In trading and investing, most of the focus is placed on entering trades with very little regard as to when to exit or close these trades. How can I say this with certainty? Is it not a fact that most investors make money in bull markets and then give back the majority of their gains in the ensuing bear cycles that follow? Do you think that would happen repeatedly if they had an exit strategy in place? I think not.
Many traders don’t have a problem pulling the trigger when it’s time to enter the market, so much so that they typically buy when prices are elevated and then have to suffer when the market pulls back. They hold on in hopes that the uptrend resumes, and if they’re lucky, it does, helping them to bail out of their losing positions. If this is indeed the case, this means that many investors pay little attention to the price they pay when getting in. This is puzzling to me since buying low and selling high is the only way I know of to make money buying and selling anything.
So if traders don’t have any issues entering the market, why is it then, that when it comes to exiting their trades people have such a hard time. There are (in my humble opinion) several reasons for this. The first is simply a lack of planning. When a professional enters a trade, he knows precisely what conditions have to be in place to trigger an exit. Moreover, he doesn’t have to think about, or second guess those conditions when they occur, he simply acts.
There are many exit strategies that can be deployed depending on one’s trading style and risk temperament. In class I spend a considerably amount of time on exit strategies because I understand that this is one of the areas where a new trader faces some of the biggest challenges.

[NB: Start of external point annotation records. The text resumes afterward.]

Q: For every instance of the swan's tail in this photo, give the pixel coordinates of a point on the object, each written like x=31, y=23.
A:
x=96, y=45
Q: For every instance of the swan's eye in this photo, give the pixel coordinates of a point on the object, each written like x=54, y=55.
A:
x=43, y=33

Specifically, the basic exit would be using a supply and demand zone. Simply, if we buy in a demand zone, we can use the nearest supply zone as our profit target. Another technique some traders apply would be to use a moving average as a trail mechanism and exit trigger. Regardless of the technique, a trader must have an exit planned out BEFORE he enters the market. By doing so, he will reduce the emotional and impulsive behavior that comes from watching the profit and loss column fluctuate back and forth when in a trade. At the end of the day, a good entry without a solid exit strategy isn’t really a good plan after all.